7. Fire clients to retain caregivers.
Caregiving agencies want to be known for managing client-caregiver relationships effectively. Retention can depend on maintaining good relationships between caregivers and the clients. Given that a caregiver can quickly join another agency to escape a bad client, the key for Murray is protecting the caregiver if the relationship shows signs of stress.
“We have discharged some major clients that were rude or unprofessional to our staff,” he said. “If your focus is taking care of your people, you need to back it up. When you do, the staff gets the message and becomes even more vested in the company.”
“You have to have the mindset of finding the right clients,” added Alice Latino. “That’s a different mindset [than in many other businesses] because it’s easy to say we have to do everything we can to satisfy the client. Often that’s impossible and it’s not a good business decision.”
8. Become a matchmaker.
In addition to selecting clients carefully, Turnbull wants his agency to become known as “master matchmakers.” His enthusiasm for matchmaking stems from observing caregivers who quit based on conflicts or negative interactions with clients. He worked to identify compatibility in caregiver assignments. As a result, it has attracted both prospective caregivers—who will stick around longer for a better client—and clients, who know that they will be placed with caregivers with the right character strengths rather than just the first available.
His agency uses MiliMatch, an analytical application for assessing both client relationship needs and caregivers’ strengths to identify viable pairings.
“We were looking for something to help us identify the soft skills,” said Turnbull. “With MiliMatch, we can measure them and predict how they best fit a client’s needs. Before, we knew whether they could change a brief or feed a client or bathe them, but we couldn’t see the interpersonal relationship skills that caregivers possessed.”
With established processes for matchig caregivers to clients, ComForCare promotes their expertise to both potential clients and caregivers. The clients have been receptive toward finding the right caregiver, and the caregivers, in turn, are surprised to find out that the company has an interest in seeking good matches.
9. Connect caregivers with resources & communicate.
Limited income presents a stark reality for some caregivers. Add to that the unpredictability of client hours and government subsidies over the past few months, and many have had trouble paying bills. Heavenly Care makes a point of ensuring that caregivers know what support is available, including food, clothing and shelter.

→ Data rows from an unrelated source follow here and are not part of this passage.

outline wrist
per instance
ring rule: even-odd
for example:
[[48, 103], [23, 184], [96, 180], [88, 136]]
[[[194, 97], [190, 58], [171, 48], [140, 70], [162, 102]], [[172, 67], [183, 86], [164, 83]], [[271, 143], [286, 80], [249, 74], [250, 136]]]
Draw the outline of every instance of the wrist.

To keep the list up to date, leadership reaches out to various nonprofit and municipal organizations.
“We were able to connect [caregivers] with resources in the local counties to provide caregivers with ways to support utility bills and with assistance with making financial decisions,” Benny Latino said. “We leveraged our relationships to get caregivers as much information as they could.”

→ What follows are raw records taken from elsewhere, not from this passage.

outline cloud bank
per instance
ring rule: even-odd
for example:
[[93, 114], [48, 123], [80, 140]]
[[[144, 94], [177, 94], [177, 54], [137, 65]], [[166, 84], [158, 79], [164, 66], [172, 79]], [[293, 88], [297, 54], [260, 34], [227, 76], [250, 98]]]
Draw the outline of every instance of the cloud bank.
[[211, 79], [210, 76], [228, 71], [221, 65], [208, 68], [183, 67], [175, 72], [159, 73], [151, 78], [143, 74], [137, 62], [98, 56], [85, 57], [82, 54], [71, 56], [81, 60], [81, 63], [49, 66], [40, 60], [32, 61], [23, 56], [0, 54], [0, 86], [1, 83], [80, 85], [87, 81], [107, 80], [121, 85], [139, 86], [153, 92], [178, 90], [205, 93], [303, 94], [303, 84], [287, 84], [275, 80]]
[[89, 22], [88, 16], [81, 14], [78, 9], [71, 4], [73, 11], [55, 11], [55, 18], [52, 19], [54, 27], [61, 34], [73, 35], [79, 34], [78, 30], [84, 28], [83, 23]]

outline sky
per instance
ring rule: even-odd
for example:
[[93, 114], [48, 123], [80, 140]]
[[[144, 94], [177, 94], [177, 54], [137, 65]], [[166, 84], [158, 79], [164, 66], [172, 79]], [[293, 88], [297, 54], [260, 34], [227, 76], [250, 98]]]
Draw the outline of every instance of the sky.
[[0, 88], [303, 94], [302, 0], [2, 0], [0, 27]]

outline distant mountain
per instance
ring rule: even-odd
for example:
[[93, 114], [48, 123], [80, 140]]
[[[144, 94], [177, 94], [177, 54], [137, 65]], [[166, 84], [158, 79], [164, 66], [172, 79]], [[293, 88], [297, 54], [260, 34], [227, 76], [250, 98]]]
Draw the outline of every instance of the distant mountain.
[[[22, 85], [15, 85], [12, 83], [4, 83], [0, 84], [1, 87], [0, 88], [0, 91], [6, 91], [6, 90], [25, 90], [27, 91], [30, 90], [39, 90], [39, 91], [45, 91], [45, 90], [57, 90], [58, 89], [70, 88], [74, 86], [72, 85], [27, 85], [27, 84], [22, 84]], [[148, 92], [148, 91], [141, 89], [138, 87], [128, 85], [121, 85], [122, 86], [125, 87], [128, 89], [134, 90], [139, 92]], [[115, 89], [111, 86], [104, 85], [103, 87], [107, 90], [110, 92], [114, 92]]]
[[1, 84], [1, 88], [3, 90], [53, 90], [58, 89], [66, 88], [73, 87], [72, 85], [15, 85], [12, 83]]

In addition, keeping caregivers engaged and feeling appreciated can be just a phone call away. Latino said administrative staff was assigned several caregivers to communicate with regularly, particularly as COVID-19 heated up.

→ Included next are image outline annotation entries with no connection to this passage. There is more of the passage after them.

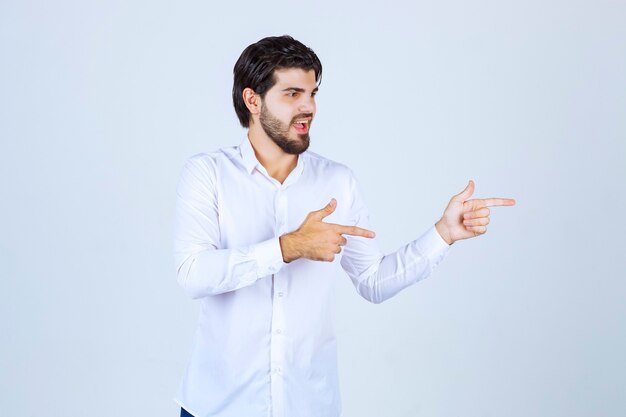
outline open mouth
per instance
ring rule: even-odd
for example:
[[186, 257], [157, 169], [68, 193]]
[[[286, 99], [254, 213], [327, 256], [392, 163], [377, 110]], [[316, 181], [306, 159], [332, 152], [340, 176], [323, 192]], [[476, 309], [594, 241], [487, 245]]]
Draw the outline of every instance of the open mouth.
[[293, 127], [296, 129], [296, 132], [300, 134], [305, 134], [309, 131], [309, 124], [311, 119], [299, 119], [293, 122]]

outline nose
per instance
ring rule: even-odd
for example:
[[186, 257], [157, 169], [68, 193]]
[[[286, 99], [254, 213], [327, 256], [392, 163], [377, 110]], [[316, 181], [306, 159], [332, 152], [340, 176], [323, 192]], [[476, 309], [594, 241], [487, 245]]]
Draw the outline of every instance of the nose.
[[315, 113], [315, 97], [303, 97], [298, 103], [298, 111], [300, 113]]

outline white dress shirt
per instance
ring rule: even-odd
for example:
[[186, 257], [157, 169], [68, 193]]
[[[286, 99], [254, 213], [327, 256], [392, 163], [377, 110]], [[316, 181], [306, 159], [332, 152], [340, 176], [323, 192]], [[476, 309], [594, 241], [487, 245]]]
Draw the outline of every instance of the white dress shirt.
[[371, 230], [352, 171], [311, 151], [281, 184], [240, 146], [192, 156], [177, 188], [177, 280], [202, 303], [176, 402], [195, 417], [338, 417], [338, 265], [380, 303], [427, 277], [449, 246], [434, 226], [389, 255], [344, 235], [334, 262], [283, 262], [279, 236], [337, 200], [325, 222]]

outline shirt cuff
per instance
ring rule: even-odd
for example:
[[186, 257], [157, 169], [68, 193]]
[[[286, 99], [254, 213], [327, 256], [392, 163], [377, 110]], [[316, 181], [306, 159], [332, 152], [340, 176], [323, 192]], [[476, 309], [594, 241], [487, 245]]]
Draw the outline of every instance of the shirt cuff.
[[428, 258], [432, 267], [437, 266], [450, 250], [450, 245], [441, 237], [435, 226], [417, 239], [420, 251]]
[[259, 276], [275, 274], [287, 265], [283, 261], [279, 238], [275, 237], [254, 245], [254, 258], [258, 265]]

“Everyone took four or five caregivers and called to check on them every week,” he said. “During the height of the pandemic, we would call with a list of several questions and find out what we could do to help.”
The road ahead
Agency owners face a difficult challenge today—but the pandemic may also provide an opportunity. Those who can master recruiting and retention by learning from others and following disciplined practices will be positioned to realize sizable growth.